I think the message here is one of inclusion. Make your pregnant friend, colleague, family member feel included in just the same conversations they were before pregnancy. Pregnant ladies you can do your bit too, don’t become siloed with just baby talk.
3.Talk about the future
People are especially scared of saying the wrong thing to pregnant women concerning their plans around future work life. Whilst you don’t want a member of your team to feel pressured, talking about their ideas for the future and how you can help support that vision is a great thing to do. I wanted to ensure Investigo knew I was still fully committed to my job, but at the same time that I would need and want some flexibility. It made the transition easy and we all felt comfortable about the expectation. Things can change of course, but I found having structured and open discussions the best way of ensuring I could go off on maternity leaving feeling positive about my return to work.

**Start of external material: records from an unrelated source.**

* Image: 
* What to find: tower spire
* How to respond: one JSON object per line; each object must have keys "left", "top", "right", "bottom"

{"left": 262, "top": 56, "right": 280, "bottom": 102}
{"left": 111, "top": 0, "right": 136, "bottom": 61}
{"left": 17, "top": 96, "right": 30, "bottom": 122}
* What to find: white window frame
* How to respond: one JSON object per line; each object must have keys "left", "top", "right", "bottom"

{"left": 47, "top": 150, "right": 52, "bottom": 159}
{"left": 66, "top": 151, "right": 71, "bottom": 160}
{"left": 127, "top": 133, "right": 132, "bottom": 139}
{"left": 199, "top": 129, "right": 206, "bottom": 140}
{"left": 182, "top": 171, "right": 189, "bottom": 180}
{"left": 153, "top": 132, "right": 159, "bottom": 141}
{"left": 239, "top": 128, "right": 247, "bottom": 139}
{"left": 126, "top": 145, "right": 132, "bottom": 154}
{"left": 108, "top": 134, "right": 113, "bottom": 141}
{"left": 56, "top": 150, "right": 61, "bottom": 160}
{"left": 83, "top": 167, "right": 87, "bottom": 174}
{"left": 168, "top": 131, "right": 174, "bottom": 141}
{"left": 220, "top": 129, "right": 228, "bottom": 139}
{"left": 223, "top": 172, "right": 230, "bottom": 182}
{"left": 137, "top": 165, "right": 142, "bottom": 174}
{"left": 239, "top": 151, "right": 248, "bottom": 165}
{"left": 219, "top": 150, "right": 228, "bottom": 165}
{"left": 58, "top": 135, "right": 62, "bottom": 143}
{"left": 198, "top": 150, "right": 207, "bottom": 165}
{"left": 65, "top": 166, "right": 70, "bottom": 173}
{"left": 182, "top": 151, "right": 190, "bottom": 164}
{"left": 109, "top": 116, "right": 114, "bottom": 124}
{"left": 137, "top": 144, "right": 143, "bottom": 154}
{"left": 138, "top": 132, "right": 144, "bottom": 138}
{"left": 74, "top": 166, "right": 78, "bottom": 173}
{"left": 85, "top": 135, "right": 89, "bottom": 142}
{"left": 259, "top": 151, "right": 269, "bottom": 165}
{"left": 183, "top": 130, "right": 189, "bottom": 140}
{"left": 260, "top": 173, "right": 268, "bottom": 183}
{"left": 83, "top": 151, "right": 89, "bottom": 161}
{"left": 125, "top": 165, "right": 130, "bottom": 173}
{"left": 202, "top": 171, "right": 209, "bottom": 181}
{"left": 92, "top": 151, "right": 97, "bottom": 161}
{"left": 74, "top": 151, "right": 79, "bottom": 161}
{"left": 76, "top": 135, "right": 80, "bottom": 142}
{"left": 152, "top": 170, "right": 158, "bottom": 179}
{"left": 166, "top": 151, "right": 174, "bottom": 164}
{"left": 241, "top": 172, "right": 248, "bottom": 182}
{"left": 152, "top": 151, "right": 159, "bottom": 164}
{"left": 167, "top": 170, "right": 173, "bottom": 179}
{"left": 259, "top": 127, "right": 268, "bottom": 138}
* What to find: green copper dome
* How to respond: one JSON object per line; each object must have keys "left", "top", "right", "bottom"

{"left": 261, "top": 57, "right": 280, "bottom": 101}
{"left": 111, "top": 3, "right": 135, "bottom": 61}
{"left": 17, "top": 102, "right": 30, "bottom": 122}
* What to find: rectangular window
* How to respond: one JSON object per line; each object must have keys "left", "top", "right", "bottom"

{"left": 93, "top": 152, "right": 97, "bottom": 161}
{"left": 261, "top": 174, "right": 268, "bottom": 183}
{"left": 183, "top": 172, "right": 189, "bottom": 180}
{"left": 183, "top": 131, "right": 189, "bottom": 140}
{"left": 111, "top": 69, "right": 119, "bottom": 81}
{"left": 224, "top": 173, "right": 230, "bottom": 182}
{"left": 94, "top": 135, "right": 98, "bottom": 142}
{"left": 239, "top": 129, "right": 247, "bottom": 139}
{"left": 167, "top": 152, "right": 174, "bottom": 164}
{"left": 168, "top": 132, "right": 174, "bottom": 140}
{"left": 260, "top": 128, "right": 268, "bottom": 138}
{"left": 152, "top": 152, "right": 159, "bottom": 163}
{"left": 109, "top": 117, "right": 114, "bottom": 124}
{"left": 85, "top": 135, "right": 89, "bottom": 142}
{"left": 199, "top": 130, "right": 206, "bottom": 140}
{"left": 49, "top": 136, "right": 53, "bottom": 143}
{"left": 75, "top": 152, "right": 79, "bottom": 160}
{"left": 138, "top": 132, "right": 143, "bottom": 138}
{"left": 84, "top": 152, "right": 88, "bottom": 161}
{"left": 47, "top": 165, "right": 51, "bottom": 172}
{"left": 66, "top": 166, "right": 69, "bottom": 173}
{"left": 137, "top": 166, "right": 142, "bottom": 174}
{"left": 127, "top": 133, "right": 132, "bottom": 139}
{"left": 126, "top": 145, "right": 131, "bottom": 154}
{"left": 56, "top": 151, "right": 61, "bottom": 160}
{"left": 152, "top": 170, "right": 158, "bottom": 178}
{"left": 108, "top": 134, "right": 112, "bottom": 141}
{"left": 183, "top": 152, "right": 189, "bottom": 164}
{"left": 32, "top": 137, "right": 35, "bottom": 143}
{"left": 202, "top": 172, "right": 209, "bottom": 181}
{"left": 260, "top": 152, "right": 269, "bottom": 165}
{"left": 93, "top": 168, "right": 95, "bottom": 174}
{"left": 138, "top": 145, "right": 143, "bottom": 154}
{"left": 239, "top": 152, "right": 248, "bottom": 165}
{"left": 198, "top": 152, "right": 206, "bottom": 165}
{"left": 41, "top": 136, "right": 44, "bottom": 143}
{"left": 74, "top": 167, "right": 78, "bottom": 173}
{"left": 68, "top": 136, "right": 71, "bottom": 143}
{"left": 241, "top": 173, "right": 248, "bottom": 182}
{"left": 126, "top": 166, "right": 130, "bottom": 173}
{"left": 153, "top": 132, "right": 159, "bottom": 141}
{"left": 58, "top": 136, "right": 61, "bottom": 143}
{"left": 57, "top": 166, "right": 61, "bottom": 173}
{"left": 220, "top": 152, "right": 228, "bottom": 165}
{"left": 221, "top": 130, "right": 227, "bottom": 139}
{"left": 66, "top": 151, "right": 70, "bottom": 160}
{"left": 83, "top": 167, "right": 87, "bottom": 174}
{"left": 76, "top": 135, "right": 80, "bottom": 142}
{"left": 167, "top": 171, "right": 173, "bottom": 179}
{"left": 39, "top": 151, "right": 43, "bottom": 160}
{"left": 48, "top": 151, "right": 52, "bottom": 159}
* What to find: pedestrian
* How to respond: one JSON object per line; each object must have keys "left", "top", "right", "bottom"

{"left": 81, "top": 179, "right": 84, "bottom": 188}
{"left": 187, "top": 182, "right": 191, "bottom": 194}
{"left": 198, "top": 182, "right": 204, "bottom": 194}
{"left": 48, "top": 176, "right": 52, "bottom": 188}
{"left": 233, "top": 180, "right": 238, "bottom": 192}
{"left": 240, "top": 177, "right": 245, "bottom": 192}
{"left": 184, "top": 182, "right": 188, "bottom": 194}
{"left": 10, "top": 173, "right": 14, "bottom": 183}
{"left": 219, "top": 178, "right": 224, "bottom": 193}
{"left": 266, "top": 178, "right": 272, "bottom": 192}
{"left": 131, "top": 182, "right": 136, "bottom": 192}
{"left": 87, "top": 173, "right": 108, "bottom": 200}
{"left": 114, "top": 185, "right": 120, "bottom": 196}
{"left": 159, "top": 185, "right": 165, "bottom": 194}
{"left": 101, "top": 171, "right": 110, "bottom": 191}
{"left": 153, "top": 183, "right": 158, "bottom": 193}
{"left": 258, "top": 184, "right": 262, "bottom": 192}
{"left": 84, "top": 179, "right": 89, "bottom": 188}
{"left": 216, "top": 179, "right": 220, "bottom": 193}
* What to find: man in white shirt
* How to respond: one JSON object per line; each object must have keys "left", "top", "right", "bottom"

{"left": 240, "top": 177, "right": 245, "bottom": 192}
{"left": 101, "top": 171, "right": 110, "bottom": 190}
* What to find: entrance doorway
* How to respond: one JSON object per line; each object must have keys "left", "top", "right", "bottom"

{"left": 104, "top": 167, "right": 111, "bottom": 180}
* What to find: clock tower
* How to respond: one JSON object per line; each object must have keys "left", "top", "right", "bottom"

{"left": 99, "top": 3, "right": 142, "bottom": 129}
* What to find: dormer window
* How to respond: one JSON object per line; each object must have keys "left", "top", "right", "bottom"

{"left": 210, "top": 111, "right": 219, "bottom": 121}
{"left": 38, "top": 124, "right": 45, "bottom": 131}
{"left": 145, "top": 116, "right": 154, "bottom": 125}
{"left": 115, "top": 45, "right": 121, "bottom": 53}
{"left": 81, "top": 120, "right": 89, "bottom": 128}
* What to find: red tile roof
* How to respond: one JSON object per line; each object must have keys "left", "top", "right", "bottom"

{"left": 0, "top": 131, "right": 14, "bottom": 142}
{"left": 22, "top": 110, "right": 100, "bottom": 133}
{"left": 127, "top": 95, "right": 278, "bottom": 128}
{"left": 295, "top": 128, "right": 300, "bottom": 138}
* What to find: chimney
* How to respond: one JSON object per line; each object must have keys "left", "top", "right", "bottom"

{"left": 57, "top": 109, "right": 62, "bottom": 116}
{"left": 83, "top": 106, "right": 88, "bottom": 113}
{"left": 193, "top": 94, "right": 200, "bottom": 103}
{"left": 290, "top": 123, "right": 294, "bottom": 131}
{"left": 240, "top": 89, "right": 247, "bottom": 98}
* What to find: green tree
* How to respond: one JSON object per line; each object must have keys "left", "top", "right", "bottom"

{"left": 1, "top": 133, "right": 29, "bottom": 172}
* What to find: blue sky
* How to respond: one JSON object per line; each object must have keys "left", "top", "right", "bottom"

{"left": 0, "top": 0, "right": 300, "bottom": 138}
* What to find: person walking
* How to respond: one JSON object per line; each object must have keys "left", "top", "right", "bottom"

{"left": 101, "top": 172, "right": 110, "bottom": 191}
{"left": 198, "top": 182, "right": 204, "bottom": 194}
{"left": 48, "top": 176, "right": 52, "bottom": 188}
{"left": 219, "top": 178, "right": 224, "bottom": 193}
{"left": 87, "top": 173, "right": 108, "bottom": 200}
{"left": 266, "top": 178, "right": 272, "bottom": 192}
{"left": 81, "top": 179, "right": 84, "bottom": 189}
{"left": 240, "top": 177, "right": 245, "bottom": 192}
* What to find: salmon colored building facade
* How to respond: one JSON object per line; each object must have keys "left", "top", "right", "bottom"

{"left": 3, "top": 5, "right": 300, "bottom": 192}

Within reason both parties need to be as open with each other as possible, but as an employer, we should be doing everything we can to retain our best women and be flexible in our approach.
4.Give a great send off
Make a fuss. Whether you are friend, colleague, family, do make someone going off on maternity leave feel special. They really do deserve it and they will remember it forever. I had a very unfortunate experience where lots of people dropped out of my leaving breakfast and it felt pretty awful. It’s a small but important gesture to show that individual that you care and that you wish them well.
You often hear that ‘pregnancy is not a sickness’ and it’s not, unfortunately you can often feel worse than you have during any illness. In the main we don’t want to be treated differently, but I think sometimes we need to be. Your boss may say “thank you for not slowing down” but will you and the baby say that? Pregnancy, however, is a real struggle and people talk to me about it being so regularly. Women who are pregnant need to try and give themselves a break, recognise the extra effort required to keep pace and maybe just embrace the pregnancy a bit more. Be kind to yourself and to the pregnant women around you because they deserve it. As a community we should try to make that particular chapter of life a little bit easier to deal with by offering supportive environments. The good news is it’s so worth it and the memories that haunted me about being pregnant paled into insignificance when my children were born.